Hawthorn were heavily criticized last week after their embarrassing and humiliating defeat against the struggling Essendon. They were labeled “soft” by their supporters and their courage when going for the ball was questioned. This week they found themselves playing in Perth without key forward Buddy Franklin, out with injury, in a game that was set to be an even match up. The disconcerting fact for the Hawks was their dismal record at Subiaco Oval where they have won only one game in the last fifteen years. The Eagles were playing for pride in front of their home crowd with a one win and five loss record and expectations were high for them to run all over the hapless Hawks. To atone for their shocking performance in Round Six, the Hawks declared they had come to play and their fans were certainly hoping to see them bring some more backbone to this encounter.

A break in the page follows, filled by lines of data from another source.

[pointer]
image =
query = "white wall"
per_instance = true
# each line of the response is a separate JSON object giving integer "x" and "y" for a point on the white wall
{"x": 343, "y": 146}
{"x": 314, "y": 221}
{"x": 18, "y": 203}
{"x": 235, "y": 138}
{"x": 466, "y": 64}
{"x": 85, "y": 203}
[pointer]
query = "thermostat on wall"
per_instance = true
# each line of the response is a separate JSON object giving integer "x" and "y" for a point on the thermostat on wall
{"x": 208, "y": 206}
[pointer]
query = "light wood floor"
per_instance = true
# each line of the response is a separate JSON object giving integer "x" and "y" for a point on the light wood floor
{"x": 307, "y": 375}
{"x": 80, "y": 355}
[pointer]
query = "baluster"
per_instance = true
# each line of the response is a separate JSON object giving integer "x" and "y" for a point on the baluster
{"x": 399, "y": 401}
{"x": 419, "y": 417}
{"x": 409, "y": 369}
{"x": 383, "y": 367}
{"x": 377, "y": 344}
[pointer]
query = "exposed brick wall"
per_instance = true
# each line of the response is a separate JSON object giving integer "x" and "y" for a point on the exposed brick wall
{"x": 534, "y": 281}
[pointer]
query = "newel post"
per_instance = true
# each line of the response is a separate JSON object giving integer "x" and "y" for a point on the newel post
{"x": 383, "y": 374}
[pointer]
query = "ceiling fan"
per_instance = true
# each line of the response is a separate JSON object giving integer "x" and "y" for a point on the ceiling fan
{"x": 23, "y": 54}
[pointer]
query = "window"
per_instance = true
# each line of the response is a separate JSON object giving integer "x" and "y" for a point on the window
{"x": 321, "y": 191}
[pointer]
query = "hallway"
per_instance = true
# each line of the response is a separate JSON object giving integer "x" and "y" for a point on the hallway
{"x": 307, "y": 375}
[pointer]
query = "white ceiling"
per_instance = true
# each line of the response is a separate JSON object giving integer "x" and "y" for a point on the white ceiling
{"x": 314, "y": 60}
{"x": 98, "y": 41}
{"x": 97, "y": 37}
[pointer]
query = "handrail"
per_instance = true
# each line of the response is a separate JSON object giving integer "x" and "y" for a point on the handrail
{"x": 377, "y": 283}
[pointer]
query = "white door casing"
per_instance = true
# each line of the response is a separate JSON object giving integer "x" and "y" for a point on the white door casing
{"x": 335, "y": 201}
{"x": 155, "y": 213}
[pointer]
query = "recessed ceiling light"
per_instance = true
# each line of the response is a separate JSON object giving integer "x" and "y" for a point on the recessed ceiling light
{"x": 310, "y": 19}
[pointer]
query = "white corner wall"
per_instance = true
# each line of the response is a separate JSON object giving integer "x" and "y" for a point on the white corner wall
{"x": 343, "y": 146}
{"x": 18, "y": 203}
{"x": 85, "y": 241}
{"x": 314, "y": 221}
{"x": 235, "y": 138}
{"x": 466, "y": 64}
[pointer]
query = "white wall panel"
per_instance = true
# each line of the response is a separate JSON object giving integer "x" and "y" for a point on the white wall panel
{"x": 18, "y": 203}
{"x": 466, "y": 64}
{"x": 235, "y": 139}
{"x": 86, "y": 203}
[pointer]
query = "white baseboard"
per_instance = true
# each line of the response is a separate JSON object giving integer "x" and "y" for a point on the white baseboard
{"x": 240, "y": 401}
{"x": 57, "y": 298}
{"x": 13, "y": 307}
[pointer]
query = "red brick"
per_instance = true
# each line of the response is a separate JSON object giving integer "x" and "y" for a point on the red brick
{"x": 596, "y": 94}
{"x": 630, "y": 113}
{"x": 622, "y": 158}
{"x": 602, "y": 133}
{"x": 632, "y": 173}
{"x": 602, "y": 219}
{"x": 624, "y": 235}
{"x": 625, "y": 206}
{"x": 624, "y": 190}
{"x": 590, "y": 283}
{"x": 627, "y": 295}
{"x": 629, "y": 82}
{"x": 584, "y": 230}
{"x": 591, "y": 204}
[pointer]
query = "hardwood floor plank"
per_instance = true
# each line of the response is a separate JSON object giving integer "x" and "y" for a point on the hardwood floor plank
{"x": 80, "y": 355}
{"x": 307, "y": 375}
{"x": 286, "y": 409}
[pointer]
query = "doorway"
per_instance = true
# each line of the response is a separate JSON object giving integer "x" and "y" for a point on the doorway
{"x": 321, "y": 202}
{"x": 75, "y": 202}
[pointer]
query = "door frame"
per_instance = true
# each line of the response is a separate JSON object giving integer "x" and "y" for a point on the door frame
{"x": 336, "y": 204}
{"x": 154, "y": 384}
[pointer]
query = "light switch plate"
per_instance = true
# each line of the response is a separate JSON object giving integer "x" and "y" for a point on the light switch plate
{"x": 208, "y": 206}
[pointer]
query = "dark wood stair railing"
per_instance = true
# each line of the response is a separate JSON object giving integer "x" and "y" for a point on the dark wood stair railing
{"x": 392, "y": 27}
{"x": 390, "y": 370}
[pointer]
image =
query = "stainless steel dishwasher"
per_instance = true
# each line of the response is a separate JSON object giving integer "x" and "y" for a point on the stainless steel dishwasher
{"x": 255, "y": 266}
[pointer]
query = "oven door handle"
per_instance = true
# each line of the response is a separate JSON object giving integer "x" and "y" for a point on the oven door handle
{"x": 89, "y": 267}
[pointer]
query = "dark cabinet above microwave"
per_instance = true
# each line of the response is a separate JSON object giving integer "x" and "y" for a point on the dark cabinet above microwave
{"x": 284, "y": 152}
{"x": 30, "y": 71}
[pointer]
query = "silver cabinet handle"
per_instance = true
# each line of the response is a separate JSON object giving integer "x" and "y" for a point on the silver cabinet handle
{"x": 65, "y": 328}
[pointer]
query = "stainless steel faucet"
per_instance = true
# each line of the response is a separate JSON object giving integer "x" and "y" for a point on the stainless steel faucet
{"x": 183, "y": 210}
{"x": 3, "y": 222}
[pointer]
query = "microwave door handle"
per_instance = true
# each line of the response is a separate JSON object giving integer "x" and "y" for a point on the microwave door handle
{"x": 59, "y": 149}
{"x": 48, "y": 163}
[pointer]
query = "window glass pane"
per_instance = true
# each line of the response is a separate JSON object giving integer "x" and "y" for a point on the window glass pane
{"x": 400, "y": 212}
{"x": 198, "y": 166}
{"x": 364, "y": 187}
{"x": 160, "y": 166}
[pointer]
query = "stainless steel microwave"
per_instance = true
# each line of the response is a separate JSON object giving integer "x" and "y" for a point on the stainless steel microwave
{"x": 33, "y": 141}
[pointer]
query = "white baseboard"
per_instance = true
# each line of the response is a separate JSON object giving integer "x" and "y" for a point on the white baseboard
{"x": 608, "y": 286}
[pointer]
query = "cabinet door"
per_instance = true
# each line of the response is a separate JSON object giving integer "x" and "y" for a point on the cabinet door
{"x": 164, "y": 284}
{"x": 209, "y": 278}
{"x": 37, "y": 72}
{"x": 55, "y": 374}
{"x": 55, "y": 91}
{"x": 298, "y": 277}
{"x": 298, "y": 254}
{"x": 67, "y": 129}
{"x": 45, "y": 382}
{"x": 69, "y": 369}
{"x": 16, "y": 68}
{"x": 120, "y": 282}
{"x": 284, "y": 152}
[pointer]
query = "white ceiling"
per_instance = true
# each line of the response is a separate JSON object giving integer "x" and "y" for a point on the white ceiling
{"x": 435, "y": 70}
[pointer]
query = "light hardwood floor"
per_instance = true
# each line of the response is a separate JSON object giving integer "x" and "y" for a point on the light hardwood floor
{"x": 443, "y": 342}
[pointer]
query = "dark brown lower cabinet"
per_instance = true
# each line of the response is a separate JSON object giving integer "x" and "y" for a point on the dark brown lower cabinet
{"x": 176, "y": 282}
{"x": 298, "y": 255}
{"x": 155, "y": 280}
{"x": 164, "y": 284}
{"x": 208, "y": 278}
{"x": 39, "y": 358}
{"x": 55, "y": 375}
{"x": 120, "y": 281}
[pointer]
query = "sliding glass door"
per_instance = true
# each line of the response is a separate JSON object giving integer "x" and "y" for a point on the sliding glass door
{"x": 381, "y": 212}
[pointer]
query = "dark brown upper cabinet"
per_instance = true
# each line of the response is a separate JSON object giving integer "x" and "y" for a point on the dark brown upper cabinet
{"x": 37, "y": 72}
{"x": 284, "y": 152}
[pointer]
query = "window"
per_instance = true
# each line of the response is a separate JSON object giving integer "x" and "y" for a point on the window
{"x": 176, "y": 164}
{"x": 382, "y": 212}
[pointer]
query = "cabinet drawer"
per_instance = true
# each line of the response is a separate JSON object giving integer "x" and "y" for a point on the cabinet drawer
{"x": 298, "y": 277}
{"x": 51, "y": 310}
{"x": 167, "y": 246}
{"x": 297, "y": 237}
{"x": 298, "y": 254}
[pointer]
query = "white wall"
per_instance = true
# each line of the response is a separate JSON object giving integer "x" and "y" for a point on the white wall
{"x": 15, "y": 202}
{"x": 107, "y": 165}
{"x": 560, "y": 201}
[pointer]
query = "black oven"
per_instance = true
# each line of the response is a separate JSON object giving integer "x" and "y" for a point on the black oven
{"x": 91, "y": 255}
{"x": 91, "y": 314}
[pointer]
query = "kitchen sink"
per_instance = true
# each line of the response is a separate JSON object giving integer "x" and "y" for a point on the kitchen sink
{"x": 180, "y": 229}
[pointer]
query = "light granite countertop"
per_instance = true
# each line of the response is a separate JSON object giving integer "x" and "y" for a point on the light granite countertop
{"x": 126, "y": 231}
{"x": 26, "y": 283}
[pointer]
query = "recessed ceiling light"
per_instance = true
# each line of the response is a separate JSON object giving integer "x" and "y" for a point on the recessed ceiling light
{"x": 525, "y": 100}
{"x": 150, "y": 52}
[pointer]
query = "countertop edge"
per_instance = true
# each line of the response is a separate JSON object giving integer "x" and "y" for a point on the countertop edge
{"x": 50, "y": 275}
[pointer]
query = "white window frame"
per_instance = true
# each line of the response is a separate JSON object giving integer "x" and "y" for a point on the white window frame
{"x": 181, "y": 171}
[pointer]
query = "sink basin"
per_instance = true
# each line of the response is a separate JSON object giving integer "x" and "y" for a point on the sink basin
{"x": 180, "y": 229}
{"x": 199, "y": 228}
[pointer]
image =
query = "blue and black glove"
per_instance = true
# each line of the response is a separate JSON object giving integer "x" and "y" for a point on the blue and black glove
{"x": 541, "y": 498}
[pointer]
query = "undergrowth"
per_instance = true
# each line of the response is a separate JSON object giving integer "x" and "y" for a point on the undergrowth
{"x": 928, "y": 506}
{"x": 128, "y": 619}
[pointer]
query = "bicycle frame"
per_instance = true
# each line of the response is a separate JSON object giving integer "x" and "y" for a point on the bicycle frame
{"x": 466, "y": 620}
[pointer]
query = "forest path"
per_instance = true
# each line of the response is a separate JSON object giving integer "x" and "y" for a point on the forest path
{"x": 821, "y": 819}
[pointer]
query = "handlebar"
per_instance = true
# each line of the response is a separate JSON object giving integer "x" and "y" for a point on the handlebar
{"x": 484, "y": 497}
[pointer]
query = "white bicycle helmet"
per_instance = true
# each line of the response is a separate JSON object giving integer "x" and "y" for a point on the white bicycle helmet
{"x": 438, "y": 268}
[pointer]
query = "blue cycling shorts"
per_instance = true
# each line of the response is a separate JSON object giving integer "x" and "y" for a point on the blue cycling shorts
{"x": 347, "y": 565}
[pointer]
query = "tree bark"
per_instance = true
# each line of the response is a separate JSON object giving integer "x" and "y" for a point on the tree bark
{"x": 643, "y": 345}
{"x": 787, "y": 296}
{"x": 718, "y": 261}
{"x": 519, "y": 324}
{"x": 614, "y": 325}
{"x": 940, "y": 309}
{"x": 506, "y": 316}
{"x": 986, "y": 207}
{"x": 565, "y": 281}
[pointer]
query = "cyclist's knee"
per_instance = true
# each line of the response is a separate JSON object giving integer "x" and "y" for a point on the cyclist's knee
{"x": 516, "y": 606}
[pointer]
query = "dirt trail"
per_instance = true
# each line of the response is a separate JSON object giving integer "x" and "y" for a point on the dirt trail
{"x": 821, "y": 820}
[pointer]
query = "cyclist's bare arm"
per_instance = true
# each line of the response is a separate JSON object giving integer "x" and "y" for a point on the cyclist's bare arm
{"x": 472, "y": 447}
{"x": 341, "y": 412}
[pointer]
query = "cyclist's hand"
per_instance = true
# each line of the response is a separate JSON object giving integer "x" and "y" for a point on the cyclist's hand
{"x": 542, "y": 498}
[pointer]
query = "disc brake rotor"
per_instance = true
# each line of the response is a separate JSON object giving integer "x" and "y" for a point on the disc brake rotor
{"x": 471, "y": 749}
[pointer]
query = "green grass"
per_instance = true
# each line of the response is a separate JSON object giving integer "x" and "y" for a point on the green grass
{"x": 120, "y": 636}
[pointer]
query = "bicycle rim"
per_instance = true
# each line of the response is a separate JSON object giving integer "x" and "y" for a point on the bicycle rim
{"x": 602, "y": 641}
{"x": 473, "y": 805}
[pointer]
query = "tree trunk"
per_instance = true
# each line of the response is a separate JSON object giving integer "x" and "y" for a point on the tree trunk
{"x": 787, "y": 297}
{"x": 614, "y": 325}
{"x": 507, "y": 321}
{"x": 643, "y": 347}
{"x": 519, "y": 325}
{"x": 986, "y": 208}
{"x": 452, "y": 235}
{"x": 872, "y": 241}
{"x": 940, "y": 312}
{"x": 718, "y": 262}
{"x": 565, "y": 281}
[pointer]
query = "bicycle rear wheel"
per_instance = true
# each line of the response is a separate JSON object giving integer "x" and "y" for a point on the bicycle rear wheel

In the opening minutes of the game the play was mostly with the Eagles until Clinton Young snapped the first goal for the visitors after their first foray into the 50 meter arc. Josh Kennedy quickly evened things up when he was given a free kick in front of goals as a penalty for a fairly crude and reckless high tackle. He followed up soon after when a run and carry through the middle by Ben McKinley delivered a pass that gave Kennedy back to back goals. The Hawks kicked the next two majors, one as a result of a 50 meter penalty given to Grant Birchall. Veteran Eagle Quinten Lynch kicked his first goal in some weeks after being dropped from the team for poor form. The resulting score had both teams tied at 19 points when the first quarter ended.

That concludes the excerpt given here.